Originally Posted by davel1971
I understand that, but a 15amp should blow at 12-13amps, that sure won't melt a 30 amp plug
Howdy davel1971, I'm not sure I am following you here.
As stated, not all circuit breakers trip at their specified amperage, as the article points out. If they always tripped on the low side, then you may not see the overheating. However, when they don't trip till the amps are high for the cords/adapters, then you are going to see melted plugs, similar to the OP. There are also other factors that can come into play. Besides loose/bad connections.... Lengths of extension cords/low campground voltage can increase amperage.
It has even been pointed out in these forums a few times, that not all the chinese made adapters are up to par, and melt easier since they aren't UL rated like the better adapters are.
Here is another article concerning this with more links:
Why Did My R.V. Adapter Plug Melt? My 125V 30A to 125V 15A got very hot.

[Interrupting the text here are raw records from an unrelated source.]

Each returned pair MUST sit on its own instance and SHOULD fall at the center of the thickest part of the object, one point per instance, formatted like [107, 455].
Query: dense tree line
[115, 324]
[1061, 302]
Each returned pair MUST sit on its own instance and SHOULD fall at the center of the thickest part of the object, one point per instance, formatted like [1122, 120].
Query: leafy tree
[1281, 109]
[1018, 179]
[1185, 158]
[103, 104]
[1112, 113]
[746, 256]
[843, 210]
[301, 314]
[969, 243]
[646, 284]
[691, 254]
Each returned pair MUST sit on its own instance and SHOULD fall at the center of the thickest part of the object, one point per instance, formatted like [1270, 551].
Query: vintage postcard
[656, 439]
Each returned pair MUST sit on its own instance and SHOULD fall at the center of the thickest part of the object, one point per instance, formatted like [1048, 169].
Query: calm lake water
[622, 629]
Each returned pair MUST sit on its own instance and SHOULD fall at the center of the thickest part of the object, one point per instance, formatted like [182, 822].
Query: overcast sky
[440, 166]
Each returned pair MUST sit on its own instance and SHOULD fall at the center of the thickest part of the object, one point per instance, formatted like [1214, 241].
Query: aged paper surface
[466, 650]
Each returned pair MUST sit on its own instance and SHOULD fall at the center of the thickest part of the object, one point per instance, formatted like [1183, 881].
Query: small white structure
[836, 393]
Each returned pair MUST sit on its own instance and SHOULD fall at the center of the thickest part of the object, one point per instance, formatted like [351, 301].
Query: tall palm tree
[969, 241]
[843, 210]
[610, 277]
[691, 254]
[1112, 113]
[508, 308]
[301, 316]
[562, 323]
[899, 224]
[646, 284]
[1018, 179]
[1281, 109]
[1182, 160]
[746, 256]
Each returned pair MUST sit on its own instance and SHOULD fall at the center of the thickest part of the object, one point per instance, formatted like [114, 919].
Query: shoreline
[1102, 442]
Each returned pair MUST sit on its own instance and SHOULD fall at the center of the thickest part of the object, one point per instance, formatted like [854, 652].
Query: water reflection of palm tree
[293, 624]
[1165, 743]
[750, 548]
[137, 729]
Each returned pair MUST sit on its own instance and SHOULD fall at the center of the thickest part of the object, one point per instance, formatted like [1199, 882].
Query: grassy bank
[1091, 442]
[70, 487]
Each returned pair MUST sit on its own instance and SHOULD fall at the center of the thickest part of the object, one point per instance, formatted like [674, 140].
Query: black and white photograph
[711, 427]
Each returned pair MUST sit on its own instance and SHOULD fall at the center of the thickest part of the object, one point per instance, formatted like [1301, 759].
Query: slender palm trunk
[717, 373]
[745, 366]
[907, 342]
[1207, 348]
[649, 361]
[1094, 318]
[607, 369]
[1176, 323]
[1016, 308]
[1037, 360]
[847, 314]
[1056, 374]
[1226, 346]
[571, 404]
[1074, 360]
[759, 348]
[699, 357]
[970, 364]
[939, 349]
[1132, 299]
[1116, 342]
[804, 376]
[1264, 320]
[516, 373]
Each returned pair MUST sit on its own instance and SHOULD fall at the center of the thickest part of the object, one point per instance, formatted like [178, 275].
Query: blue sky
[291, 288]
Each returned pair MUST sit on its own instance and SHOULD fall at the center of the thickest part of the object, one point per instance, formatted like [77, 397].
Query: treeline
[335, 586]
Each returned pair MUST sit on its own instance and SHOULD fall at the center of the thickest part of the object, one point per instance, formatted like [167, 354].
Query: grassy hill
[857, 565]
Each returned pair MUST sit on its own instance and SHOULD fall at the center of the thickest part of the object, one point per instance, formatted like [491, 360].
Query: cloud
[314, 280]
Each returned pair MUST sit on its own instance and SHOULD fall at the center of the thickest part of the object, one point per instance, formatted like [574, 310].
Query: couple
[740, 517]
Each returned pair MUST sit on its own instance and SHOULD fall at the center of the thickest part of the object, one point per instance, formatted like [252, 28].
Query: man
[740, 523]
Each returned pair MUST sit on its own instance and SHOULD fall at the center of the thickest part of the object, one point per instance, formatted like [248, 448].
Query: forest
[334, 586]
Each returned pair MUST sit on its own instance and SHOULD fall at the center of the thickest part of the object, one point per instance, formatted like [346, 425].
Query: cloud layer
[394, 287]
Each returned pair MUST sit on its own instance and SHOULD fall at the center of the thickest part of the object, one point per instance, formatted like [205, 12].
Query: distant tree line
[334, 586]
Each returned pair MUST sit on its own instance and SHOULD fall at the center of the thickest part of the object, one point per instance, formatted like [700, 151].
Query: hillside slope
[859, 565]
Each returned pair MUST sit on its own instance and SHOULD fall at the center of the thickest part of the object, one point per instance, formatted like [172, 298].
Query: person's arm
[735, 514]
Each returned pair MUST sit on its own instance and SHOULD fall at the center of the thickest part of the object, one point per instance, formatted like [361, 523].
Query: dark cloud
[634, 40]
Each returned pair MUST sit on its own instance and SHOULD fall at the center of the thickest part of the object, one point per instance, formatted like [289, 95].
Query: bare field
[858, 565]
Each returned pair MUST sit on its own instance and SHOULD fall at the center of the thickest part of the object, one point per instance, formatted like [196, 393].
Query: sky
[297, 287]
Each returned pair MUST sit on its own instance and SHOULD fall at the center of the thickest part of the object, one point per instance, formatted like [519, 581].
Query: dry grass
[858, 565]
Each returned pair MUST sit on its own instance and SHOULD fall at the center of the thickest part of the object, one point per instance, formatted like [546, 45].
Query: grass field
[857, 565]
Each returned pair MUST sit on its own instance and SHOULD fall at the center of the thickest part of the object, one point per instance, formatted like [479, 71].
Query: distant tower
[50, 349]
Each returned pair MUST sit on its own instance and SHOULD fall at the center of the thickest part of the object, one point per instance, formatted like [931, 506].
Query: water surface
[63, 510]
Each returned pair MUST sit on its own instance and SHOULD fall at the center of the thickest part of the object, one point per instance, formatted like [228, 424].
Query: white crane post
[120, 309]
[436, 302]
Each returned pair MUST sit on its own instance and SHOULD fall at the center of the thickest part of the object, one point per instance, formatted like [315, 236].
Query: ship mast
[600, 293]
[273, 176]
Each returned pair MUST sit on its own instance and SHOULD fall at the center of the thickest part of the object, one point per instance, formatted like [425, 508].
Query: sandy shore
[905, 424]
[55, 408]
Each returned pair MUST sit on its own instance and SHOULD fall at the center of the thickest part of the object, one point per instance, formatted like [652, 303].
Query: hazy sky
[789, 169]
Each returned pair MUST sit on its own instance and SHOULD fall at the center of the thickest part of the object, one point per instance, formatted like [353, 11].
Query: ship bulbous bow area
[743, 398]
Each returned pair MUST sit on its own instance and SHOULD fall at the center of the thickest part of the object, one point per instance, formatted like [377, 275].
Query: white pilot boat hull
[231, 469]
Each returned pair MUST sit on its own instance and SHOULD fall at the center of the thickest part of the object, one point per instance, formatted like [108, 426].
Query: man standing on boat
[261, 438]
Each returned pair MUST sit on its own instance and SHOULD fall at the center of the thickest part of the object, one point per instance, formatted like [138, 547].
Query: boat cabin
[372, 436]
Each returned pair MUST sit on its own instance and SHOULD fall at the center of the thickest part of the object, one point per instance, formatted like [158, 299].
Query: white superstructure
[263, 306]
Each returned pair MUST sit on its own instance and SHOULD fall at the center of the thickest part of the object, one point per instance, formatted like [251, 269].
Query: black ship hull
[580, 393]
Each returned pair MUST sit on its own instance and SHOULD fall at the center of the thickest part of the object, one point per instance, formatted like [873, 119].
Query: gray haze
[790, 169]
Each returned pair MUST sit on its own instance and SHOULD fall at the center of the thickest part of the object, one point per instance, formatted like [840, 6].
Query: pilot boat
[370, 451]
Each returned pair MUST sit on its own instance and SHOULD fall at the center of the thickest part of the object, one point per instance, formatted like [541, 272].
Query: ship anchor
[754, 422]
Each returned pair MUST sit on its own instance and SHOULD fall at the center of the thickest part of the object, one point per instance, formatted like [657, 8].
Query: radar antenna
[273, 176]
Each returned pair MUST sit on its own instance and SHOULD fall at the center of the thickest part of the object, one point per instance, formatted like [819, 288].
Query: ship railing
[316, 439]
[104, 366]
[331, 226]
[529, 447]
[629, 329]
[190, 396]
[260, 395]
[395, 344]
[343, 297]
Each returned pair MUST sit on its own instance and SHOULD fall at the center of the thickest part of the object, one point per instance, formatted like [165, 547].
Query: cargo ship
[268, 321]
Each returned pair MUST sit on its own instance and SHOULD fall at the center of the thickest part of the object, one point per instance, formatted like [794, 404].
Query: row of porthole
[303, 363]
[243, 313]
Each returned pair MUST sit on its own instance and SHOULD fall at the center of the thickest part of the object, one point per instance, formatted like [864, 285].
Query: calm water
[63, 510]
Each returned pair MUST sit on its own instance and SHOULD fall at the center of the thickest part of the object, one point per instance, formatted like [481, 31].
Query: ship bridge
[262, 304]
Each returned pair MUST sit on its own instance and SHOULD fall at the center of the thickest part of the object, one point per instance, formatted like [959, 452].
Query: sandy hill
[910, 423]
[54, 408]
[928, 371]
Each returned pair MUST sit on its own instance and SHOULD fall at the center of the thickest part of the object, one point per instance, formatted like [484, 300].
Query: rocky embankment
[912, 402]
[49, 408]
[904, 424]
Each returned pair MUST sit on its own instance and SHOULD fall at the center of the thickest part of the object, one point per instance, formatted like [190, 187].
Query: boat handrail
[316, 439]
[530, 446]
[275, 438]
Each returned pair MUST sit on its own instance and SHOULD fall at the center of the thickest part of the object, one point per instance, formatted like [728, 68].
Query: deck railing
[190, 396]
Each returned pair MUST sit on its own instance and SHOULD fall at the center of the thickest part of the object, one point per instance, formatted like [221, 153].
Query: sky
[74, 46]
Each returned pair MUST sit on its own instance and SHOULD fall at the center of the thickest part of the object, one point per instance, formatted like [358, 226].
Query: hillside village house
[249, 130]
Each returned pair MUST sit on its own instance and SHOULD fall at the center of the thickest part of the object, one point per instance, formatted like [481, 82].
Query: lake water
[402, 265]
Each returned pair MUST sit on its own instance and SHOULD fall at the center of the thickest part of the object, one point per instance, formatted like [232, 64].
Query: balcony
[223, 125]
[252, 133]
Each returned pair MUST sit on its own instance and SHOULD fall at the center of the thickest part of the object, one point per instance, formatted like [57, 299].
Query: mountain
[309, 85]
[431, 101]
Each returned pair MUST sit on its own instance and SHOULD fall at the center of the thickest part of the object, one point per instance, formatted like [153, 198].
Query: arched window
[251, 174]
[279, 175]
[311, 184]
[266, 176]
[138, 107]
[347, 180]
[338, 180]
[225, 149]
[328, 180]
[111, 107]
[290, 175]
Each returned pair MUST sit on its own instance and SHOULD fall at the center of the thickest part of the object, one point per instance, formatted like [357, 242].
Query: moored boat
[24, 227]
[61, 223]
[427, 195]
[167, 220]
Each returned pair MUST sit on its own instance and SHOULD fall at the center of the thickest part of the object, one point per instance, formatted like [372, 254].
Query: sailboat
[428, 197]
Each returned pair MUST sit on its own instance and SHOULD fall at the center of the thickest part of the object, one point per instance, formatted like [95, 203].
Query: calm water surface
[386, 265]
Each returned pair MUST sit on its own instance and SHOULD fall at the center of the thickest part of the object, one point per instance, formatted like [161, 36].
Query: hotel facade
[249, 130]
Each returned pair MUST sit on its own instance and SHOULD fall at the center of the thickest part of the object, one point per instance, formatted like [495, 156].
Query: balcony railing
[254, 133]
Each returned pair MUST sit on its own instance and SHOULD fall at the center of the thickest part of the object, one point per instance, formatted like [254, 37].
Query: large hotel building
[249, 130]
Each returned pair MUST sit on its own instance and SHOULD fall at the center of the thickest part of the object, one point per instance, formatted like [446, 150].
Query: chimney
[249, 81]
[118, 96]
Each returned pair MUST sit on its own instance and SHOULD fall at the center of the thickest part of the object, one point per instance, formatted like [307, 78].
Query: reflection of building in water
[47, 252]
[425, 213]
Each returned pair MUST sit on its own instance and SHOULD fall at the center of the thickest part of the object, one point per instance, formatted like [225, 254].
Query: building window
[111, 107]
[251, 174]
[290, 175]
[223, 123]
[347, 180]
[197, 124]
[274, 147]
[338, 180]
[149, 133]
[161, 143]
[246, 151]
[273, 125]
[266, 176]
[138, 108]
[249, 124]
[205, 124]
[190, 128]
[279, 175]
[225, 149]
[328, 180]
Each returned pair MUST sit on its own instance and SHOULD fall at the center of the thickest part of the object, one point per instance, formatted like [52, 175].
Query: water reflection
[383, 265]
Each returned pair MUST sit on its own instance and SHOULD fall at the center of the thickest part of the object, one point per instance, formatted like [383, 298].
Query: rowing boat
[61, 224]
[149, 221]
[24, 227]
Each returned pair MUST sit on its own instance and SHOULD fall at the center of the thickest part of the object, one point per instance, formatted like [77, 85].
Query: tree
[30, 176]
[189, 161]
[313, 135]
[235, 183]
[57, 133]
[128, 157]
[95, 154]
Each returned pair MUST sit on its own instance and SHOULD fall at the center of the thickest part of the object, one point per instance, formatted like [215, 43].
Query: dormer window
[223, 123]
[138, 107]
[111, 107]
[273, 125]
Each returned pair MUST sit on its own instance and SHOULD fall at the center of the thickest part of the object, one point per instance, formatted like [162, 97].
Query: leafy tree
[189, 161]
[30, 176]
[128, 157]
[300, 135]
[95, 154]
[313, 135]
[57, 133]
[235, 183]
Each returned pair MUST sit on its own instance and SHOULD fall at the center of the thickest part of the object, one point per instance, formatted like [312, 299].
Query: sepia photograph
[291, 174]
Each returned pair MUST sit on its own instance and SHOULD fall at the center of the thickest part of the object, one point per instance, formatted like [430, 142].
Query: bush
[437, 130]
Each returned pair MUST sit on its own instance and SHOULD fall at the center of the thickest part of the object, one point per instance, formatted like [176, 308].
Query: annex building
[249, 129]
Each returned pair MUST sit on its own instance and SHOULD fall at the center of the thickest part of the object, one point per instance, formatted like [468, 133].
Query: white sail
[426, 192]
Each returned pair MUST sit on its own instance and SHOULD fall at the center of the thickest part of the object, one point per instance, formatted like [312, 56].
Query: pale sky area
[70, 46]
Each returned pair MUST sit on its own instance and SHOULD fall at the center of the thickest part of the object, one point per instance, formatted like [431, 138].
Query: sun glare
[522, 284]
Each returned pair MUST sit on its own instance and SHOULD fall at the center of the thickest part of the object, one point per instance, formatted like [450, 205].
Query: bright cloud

The OP has since stated he was actually using an adapter to plug into a 50 amp connection, so my guess at the time doesn't apply now, but if he doesn't mind us carrying on this conversation.......we can continue it here.
Eklc, if you consider this a thread hijack, I will move it over into it's own thread.
One of the more important things, and has been pointed out here which would apply to the use of any adapter..... is to limit your loads in the RV to make sure you don't exceed the max amps of the RV or outlet.
If using a 30 amp RV, don't exceed 30 amps when plugged into a 30 amp or 50 amp (with adapter) outlet.
If plugged into a 15 amp (with adapter) don't exceed using 15 amps worth of stuff (an air-conditioner can sometimes cause problems here).
Same rules apply with a 50 amp RV, and using adapters to plug into 30 or 15 amp outlets.
It's a good idea to learn and get a good guesstimation of just how much power each thing in the RV consumes...and thus physically limit yourself......and not just place pure blind faith in a breaker tripping.